I'd have some sophomore interns -- it hardly matters whether they're college sophomores or high school sophomores -- monitor this site very closely. Whenever anyone posted an idea for political reform -- or even a comment on someone else's idea for political reform -- the sophomores would be under instructions to disagree with it in the most disrespectful, know-it-all tones they could manage. Naturally, they would do this anonymously. And the point would not be to influence the actual substantive debate in any way; indeed, I might have two anonymous sophomore interns sitting in adjacent cubicles and flaming each other. The object would be to convince anyone taking a look at Unity08 that it will just be the same old politics -- people constantly ignoring big questions of principle to focus on petty resentments; ignoring the choices we face for the future so that they could revisit quarrels long past. This, I would reason, would be likely to kill off Unity08 in its infancy by playing to despair rather than hope -- tapping into the power of the "dark side," if you will.
Are they doing this? I don't know, but after spending a little time on the Shoutbox, it looks to me like either they are doing this to us or we are doing it to ourselves. Why? Why all the anonymous trashing of people with whom we (presumably) share some interest in reform? It's of course quite healthy for us to have a variety of different views about any given issue, and even different views about which issues matter. But it seems to me our discussions at this point should be driven by a desire to find common ground. Finding things to disagree about was easy enough without Unity08; it is the opportunity to find things to *agree* about that is so precious here.

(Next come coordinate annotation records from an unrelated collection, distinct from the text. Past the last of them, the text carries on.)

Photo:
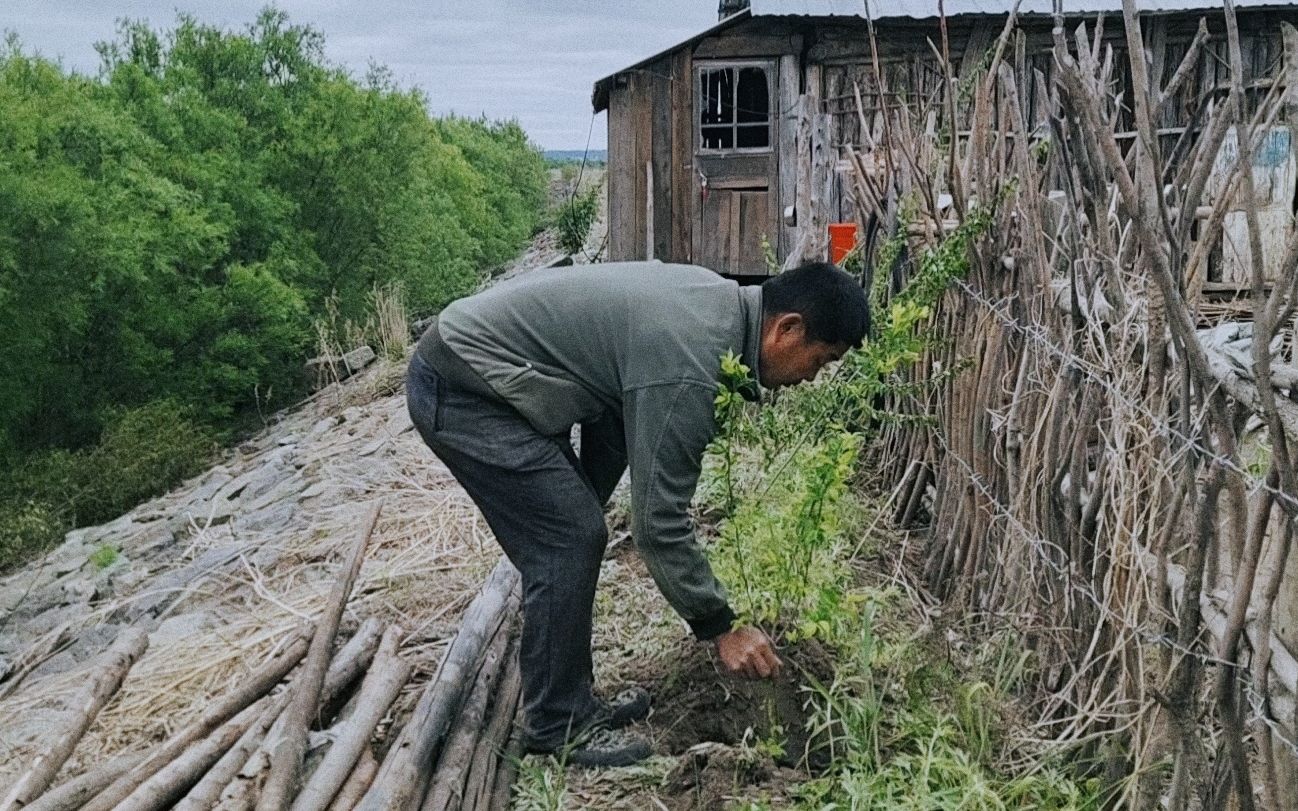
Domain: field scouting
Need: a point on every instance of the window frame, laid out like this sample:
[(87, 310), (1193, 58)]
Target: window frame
[(710, 65)]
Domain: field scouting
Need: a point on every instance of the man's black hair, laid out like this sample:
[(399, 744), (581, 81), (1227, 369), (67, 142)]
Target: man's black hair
[(831, 302)]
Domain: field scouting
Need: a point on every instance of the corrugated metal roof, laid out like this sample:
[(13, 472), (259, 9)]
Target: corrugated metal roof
[(883, 9), (923, 9)]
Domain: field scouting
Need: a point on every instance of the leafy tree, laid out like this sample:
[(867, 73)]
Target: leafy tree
[(173, 227)]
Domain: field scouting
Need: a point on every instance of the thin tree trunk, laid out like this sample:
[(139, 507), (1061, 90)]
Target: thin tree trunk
[(349, 663), (107, 675), (491, 766), (403, 776), (448, 783), (252, 688), (286, 762), (378, 692), (74, 793), (171, 781), (357, 784)]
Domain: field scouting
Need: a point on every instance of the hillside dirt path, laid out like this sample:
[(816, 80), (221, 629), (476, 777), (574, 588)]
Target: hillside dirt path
[(226, 566)]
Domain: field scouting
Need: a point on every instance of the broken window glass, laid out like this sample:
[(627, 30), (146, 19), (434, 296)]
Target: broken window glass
[(735, 108)]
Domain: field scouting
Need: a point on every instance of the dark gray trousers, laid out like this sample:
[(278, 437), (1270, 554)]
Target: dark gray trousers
[(545, 506)]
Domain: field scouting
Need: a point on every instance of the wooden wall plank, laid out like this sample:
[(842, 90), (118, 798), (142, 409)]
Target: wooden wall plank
[(621, 175), (788, 84), (643, 139), (684, 184), (660, 96)]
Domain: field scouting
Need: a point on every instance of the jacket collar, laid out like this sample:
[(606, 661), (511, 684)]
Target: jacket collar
[(750, 308)]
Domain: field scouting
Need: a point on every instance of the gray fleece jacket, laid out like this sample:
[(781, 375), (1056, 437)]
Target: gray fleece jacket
[(641, 340)]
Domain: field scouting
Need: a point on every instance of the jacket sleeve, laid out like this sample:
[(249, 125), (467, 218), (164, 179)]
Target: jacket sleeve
[(669, 427)]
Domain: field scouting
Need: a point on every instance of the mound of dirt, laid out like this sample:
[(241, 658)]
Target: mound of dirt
[(695, 702), (710, 774)]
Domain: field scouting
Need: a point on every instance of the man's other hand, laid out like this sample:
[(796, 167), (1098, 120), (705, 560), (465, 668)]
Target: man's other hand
[(746, 652)]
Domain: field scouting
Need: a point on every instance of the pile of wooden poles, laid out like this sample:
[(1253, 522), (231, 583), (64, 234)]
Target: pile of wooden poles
[(253, 748)]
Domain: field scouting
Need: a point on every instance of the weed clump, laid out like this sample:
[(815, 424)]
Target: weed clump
[(889, 724)]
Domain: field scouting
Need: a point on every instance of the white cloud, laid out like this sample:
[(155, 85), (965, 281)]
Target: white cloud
[(531, 60)]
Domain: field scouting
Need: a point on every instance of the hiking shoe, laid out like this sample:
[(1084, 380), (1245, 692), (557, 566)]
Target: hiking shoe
[(630, 705), (608, 749)]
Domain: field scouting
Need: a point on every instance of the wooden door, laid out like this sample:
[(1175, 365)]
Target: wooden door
[(736, 161)]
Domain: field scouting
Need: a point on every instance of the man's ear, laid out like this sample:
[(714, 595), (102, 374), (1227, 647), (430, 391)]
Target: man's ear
[(789, 323)]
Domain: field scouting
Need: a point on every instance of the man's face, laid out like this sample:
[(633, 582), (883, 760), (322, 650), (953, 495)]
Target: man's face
[(788, 356)]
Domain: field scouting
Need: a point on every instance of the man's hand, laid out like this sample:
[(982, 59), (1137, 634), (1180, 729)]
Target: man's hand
[(746, 652)]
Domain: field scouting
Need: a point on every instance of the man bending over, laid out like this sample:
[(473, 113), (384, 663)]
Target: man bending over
[(630, 352)]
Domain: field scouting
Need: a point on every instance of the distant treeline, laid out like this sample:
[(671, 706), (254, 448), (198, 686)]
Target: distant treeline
[(558, 157), (170, 230)]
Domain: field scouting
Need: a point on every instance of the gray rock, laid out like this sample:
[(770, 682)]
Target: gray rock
[(271, 519), (51, 618), (419, 326), (85, 646), (358, 358), (182, 627), (322, 426), (171, 585)]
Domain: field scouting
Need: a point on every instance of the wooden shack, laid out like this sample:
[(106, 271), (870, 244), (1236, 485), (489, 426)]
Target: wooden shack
[(734, 140)]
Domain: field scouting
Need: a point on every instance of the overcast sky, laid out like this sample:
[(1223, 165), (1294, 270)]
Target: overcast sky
[(531, 60)]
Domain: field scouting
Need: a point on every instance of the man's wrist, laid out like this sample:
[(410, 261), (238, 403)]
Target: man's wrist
[(714, 624)]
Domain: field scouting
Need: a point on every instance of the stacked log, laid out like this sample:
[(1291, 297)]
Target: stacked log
[(247, 748), (404, 776)]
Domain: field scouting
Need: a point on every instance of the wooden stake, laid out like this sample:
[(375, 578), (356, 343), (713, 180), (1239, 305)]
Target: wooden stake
[(403, 776), (447, 785), (171, 781), (286, 762), (357, 783), (489, 766), (217, 713), (74, 793), (107, 675), (351, 662), (378, 692)]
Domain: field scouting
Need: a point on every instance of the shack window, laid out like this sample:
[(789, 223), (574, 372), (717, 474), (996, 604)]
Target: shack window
[(735, 108)]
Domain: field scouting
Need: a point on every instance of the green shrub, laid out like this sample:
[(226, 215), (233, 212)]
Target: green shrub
[(144, 452), (26, 528), (173, 229), (575, 217)]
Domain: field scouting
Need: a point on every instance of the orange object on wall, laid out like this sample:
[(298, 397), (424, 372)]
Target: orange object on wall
[(843, 239)]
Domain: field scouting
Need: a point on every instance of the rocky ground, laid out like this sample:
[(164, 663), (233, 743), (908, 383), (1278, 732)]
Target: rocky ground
[(226, 566)]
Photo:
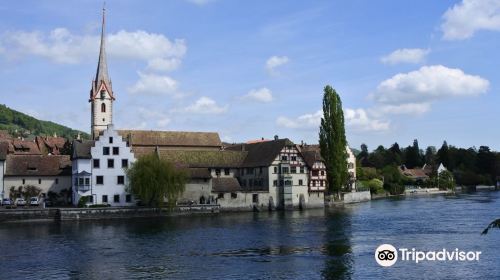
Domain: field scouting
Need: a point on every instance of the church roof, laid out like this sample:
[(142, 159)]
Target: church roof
[(149, 138), (102, 76)]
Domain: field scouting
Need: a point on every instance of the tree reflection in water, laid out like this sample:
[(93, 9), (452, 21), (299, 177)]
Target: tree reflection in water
[(339, 259)]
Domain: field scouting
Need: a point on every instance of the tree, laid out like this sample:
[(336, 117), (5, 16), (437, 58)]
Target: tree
[(445, 180), (153, 179), (332, 141), (443, 156), (413, 156)]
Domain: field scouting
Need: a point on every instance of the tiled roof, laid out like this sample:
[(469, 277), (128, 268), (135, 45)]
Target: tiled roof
[(310, 157), (4, 150), (197, 158), (23, 147), (81, 149), (225, 185), (37, 165), (262, 153), (171, 138), (199, 173)]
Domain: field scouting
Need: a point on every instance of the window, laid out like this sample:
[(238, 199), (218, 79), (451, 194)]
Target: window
[(120, 180), (99, 180)]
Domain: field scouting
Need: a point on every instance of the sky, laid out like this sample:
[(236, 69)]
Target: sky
[(404, 69)]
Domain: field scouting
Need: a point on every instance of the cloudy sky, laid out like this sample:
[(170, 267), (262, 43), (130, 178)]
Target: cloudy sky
[(251, 69)]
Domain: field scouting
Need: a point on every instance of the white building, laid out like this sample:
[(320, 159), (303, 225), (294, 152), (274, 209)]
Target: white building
[(99, 169)]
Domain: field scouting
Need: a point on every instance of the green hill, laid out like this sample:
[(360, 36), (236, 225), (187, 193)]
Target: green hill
[(22, 125)]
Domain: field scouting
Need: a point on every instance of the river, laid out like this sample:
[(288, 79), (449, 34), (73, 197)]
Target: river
[(336, 243)]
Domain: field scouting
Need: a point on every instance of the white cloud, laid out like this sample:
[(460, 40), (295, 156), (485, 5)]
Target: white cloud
[(205, 105), (409, 108), (462, 20), (355, 119), (275, 61), (428, 84), (405, 56), (61, 46), (305, 121), (261, 95), (154, 84), (360, 120), (162, 64), (200, 2)]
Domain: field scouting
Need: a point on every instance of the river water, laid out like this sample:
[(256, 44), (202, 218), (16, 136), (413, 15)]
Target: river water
[(334, 243)]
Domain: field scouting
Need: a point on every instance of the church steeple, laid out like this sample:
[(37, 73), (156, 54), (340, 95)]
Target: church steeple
[(101, 93), (102, 66)]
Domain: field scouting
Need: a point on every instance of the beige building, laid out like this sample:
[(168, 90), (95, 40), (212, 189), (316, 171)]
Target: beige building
[(49, 173)]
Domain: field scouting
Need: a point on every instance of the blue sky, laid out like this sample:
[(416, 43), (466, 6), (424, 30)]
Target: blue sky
[(251, 69)]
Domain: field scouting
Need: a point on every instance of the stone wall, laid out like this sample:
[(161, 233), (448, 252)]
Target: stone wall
[(354, 197)]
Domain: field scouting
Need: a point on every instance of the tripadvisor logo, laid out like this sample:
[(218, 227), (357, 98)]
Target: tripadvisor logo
[(387, 255)]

We can do this. We can clean out the barn any time we want, because it's our barn. But the secret ingredient, the one that has always been missing from independent politics, is cohesiveness. If we can't make "unity" a reality rather than just a clever name, we'll go nowhere.
So my plea, to everyone who cares about this movement, is to engage at the level of ideas. Leave the snarkiness to the people who've managed to lower our level of political discourse so far. Let's do this better, and let's start by treating each other well.